An integrated oil heavyweight
Oil companies such as Suncor Energy (TSX:SU)(NYSE:SU) have taken a beating in 2020. First, the pandemic ensured demand remains tepid in the near term. The oil industry’s oversupply issues were then exacerbated due to the price war between Saudi Arabia and Russia.
Suncor stock fell from $45 per share to a multi-year low of $14 per share. While the stock has recovered partially to currently trade at $20.8, it has significant upside potential if oil prices recover.
Another reason to be bullish on Suncor is Warren Buffett-owned Berkshire Hathaway increased its position in the Canadian energy giant. According to Berkshire’s latest 13F filings, the company increased its stake in Suncor from 14.94 million shares at the end of Q1 to 19.94 million shares at the end of Q2.

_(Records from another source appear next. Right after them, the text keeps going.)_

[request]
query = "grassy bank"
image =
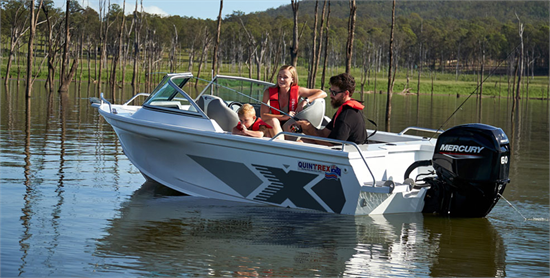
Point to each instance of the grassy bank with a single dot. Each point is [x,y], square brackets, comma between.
[443,83]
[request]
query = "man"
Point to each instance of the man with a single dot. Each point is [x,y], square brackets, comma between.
[347,123]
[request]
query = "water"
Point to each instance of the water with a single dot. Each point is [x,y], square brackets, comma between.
[73,205]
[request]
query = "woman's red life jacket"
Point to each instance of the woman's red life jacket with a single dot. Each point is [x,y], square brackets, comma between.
[274,99]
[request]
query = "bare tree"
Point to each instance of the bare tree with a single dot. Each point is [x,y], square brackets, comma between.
[103,32]
[116,58]
[320,40]
[295,37]
[351,33]
[313,49]
[388,102]
[206,46]
[66,78]
[520,58]
[33,22]
[17,29]
[137,31]
[215,70]
[53,44]
[327,28]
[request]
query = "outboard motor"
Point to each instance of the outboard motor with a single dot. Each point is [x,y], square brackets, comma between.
[472,165]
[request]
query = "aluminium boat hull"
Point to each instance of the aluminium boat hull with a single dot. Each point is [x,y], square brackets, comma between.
[209,163]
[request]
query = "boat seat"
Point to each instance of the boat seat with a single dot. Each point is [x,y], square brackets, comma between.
[313,112]
[216,109]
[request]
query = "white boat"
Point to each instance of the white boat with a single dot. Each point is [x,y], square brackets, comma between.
[186,144]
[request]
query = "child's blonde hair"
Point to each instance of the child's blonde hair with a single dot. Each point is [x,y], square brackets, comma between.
[293,73]
[246,110]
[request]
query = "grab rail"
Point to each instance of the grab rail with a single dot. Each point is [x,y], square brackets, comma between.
[298,135]
[134,97]
[104,100]
[420,129]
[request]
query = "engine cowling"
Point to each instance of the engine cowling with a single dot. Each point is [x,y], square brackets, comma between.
[472,164]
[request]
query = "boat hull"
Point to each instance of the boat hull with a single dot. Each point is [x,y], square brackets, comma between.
[276,172]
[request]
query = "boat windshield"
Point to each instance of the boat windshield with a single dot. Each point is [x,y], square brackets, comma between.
[236,89]
[171,94]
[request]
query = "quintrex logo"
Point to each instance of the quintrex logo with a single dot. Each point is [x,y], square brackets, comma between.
[331,172]
[460,148]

Prior to COVID-19 Suncor’s diversified asset base allowed the company to increase dividends for 18 consecutive years. It increased dividends by 10.7% in February before cutting it by 55% a month later.
Suncor aims to increase liquidity as the near-term volatility is bound to impact the company’s cash-generating ability. However, Suncor’s cheap valuation, huge domestic presence, and diversified asset base make the stock a winning bet for a coronavirus-free world.
A luxury retail stock
The third stock on the list is Canada Goose (TSX:GOOS)(NYSE:GOOS) one of the world’s top luxury retail brands. Canada Goose stock is down 60% from record highs, and, similar to other stocks, it has partially recovered in the last few months.
Retail was another sector that was hit hard by the pandemic. As Canada Goose stores were shut, its stock touched a multi-year low in March 2020. However, GOOS has gained a loyal customer base in China, which is the company’s fastest-growing market.
China is now reopening its economy, and this might benefit Canada Goose stock. It should also offset part of its revenue decline via e-commerce or DTC sales in the upcoming quarters.
The company’s solid brand recognition, impressive gross margins, and potential for international growth should drive Canada Goose stock higher in the next decade.